The history of IT industry globally is replete with examples of companies, which disappeared because they could not change their strategic direction, became too complacent, or were in denial of the reality. IBM survived and thrived only when it shifted its focus to services in the 1990s.
Other companies who were in mainframe businesses were wiped away or got acquired as mainframes gave way to PCs. Companies such as Novell which were leaders in networking, or like Baan which were leaders in ERP, or Compaq which were leaders in PCs have either disappeared or are pale shadows of themselves today.
Back home, all the companies who were leaders in IT in the 1970s and 80s like DCM, ICIM, and ORG could not change their direction and were not able to leverage the new set of opportunities which were created globally.
In both domestic and global business, those who saw the change, understood it and dealt with it, survived and thrived. Rest is history.
The question to answer for Systech is not if it should get into hardware or not get into hardware, or in other related services like BPO. The question is what it will do when the world around it changes completely, as it surely will, sooner rather than later.
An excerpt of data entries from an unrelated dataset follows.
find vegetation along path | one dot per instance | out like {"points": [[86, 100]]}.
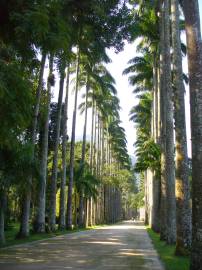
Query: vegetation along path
{"points": [[122, 246]]}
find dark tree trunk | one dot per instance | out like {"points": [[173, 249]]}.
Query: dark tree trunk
{"points": [[183, 211], [71, 177], [62, 220], [39, 223], [194, 50], [53, 184], [26, 200]]}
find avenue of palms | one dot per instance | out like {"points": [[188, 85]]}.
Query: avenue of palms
{"points": [[50, 182]]}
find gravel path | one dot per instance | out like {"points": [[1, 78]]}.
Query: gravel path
{"points": [[116, 247]]}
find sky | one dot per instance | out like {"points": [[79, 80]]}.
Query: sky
{"points": [[127, 98]]}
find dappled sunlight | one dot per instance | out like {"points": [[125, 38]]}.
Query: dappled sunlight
{"points": [[111, 247], [104, 243]]}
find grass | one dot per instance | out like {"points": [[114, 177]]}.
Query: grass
{"points": [[11, 232], [167, 253]]}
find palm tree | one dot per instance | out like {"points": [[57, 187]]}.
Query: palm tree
{"points": [[183, 211], [24, 226], [170, 167], [64, 153], [71, 166], [52, 207], [39, 223], [193, 36]]}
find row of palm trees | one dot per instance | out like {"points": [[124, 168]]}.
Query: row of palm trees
{"points": [[65, 39], [161, 145]]}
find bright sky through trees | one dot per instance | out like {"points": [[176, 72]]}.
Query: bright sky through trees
{"points": [[127, 98]]}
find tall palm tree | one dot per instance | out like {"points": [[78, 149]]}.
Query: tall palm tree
{"points": [[194, 51], [183, 210], [39, 223], [24, 225], [71, 166], [62, 221], [53, 184]]}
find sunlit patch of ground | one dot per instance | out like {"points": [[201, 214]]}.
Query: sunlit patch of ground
{"points": [[122, 246]]}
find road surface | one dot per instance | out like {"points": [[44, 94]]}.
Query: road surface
{"points": [[115, 247]]}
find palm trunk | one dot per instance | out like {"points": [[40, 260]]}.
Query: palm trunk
{"points": [[53, 184], [163, 212], [72, 148], [26, 200], [194, 49], [183, 240], [82, 164], [64, 154], [2, 210], [170, 166], [39, 224]]}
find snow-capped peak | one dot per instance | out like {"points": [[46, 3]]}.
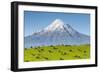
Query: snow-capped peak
{"points": [[58, 23]]}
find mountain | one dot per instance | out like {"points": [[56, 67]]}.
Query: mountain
{"points": [[57, 33]]}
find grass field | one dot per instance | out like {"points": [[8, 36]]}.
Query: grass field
{"points": [[57, 53]]}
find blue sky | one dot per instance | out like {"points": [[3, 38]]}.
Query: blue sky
{"points": [[36, 21]]}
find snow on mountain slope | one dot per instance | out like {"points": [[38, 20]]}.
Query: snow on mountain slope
{"points": [[57, 33]]}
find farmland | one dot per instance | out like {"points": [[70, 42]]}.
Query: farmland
{"points": [[58, 52]]}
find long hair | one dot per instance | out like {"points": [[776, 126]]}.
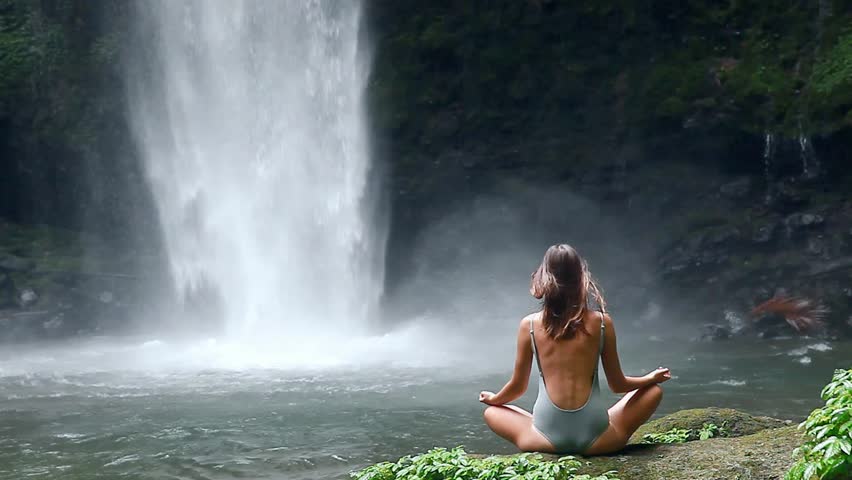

There will soon be a time when they will not have tax exemptions, when the dollar will no longer be Rs 47, when US companies will no longer have the same chunk of business at rates, which are attractive to customers, but are still highly profitable for Systech.
Creating a business model to achieve profitable growth in changed circumstances requires a different set of capabilities. What Systech needs to figure out, without being in denial, is where exactly does it want to be, what is the road it wants to take, and what does it take to create those capabilities and then has to execute it with rigour. It is easier said than done, and the first step is to accept that the world has changed.
It has the option of hoping that the world does not change and its current set of capabilities continue to deliver, like many of its peers.
Hope unfortunately cannot be a strategy.